Some updates: After looking around inside MooseX::Declare::Context, I added some print
statements to see exactly what was being injected via the call to inject_code_parts
. This is the actual code that gets generated (tidied):
package Foo;
use MyApp::MooseX::Declare outer_package => 'Foo', file => __FILE__, stack => [
MooseX::Declare::StackItem->new(q(identifier), q(class), q(handler),
q(MyApp::MooseX::Declare::Syntax::Keyword::Class), q(is_dirty), q(0),
q(is_parameterized), q(0), q(namespace), q(Foo)) ];;
BEGIN { Devel::Declare::Context::Simple->inject_scope('BEGIN {
MooseX::Declare::Util::outer_stack_pop __FILE__ }') }; ;
I can't say I know what all that does (especially the outer_stack_pop
thing), but it all looks syntactically OK to me. I still think something is injecting code before all this that causes the syntax error.

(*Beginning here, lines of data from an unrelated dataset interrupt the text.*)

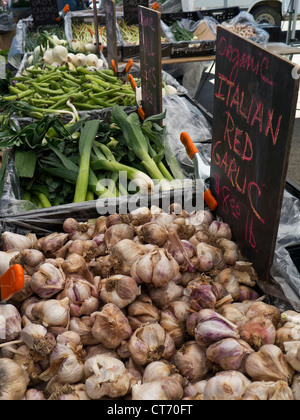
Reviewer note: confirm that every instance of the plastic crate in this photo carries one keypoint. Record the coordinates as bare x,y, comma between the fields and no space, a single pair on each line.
221,15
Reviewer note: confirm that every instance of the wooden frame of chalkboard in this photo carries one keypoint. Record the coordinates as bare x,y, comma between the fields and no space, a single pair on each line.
44,12
254,109
150,60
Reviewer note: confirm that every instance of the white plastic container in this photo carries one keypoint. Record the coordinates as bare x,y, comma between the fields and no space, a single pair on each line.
188,5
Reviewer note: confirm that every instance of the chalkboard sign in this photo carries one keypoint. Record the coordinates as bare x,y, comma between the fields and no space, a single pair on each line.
112,44
150,60
131,9
44,12
254,107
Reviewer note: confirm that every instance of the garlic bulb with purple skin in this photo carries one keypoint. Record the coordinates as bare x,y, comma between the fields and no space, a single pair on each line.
191,361
226,386
257,331
149,343
165,295
152,233
269,364
52,312
159,390
175,247
157,268
47,281
220,230
229,354
10,323
106,377
204,295
37,338
78,230
29,259
15,242
82,294
120,290
49,244
173,320
269,391
230,250
124,254
117,233
209,257
111,326
141,311
212,327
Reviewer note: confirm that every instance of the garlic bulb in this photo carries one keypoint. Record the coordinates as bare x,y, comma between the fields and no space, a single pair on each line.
296,387
209,257
47,281
116,233
110,326
212,327
157,267
159,390
149,343
191,361
120,290
267,391
152,233
292,350
230,250
165,295
226,386
229,354
106,376
13,380
160,369
10,322
52,312
173,320
204,295
269,364
124,254
37,338
220,230
257,331
82,294
30,259
142,311
15,242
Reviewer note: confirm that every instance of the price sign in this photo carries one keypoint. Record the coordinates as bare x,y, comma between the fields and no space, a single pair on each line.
150,61
254,110
131,9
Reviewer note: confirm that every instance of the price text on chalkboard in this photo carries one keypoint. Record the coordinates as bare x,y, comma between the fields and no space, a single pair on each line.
254,109
130,10
150,60
44,12
112,45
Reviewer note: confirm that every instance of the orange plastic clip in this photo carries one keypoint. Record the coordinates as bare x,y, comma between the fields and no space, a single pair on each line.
114,67
129,65
11,282
190,148
132,82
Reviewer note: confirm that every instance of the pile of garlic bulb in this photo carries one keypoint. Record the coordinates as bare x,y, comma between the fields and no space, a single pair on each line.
150,305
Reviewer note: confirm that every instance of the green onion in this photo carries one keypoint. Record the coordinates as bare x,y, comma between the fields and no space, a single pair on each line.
87,137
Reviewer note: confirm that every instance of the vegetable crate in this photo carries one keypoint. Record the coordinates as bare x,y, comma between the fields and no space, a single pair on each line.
85,20
195,48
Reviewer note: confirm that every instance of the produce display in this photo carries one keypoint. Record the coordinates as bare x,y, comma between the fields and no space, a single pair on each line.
82,161
147,305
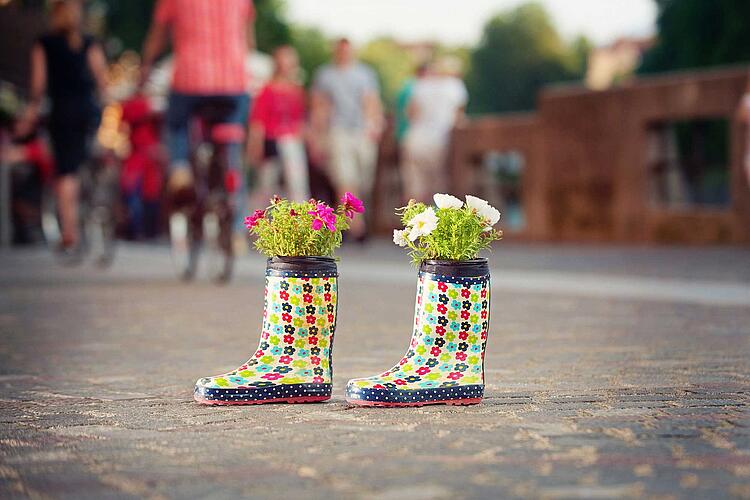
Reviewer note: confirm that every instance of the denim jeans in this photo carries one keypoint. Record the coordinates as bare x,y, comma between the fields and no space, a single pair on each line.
181,108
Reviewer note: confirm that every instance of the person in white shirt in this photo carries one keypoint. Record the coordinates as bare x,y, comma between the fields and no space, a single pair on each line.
436,105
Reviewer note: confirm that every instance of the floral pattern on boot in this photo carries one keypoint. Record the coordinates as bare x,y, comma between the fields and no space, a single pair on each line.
299,322
451,321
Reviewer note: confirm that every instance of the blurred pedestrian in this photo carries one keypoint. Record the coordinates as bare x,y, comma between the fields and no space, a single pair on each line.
70,67
436,105
346,101
276,143
402,103
141,175
210,40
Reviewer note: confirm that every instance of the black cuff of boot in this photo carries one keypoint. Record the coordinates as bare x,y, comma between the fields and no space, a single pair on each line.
457,268
306,265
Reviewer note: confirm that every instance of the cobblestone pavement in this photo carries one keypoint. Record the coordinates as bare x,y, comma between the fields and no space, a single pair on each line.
612,372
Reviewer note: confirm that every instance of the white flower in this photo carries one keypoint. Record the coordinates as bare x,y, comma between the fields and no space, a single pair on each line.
486,211
447,201
422,224
399,237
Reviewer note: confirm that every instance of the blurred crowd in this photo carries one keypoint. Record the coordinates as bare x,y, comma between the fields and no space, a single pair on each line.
140,115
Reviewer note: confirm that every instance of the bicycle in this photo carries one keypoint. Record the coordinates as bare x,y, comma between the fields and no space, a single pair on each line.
97,209
201,218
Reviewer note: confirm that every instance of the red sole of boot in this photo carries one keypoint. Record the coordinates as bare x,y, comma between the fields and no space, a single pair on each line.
449,402
308,399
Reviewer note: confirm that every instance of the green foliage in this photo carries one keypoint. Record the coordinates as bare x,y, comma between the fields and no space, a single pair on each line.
128,21
271,26
699,33
519,53
460,234
314,50
392,64
287,230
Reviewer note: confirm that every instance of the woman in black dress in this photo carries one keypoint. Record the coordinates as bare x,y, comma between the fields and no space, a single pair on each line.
70,68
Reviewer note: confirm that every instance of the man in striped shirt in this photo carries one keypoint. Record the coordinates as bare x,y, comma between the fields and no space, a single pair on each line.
210,40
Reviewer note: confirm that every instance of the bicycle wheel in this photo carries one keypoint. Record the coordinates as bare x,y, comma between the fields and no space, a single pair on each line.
217,239
183,244
100,236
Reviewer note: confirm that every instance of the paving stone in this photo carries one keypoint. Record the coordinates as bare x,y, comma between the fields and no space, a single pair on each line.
587,396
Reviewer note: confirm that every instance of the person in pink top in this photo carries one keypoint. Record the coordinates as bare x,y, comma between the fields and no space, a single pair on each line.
276,133
210,39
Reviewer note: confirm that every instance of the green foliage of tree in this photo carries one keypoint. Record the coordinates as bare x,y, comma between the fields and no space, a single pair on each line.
699,33
128,21
392,64
314,50
271,26
520,52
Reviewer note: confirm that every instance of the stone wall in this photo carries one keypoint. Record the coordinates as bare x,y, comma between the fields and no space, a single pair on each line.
586,172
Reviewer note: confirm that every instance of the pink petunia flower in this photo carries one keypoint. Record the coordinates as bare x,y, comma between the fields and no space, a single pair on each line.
352,205
324,217
252,221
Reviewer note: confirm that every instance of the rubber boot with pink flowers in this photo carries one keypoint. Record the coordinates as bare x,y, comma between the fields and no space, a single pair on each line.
444,363
293,361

Well, that was a hell of a debugging session, but I finally traced the problem and got it figured out. After cracking open both MooseX::Declare::Context
and Devel::Declare::Context::Simple
(to which the former delegates) I was able to trace the flow and through copious dumping to STDOUT I realized that some of the extra handlers from MooseSetup.pm, which I thought I had correctly composed into my keyword classes, were not actually there. The resulting code being injected thus did not have the proper shadow/cleanup stuff attached.
Anyway, I now have what appears to be a fully working customized MooseX::Declare! I'm really psyched about this -- it means I can type
use MyApp::Setup;
class MyApp::Foo { ... }
and that one class
statement sets up a whole mess of application-specific boilerplate. Rad.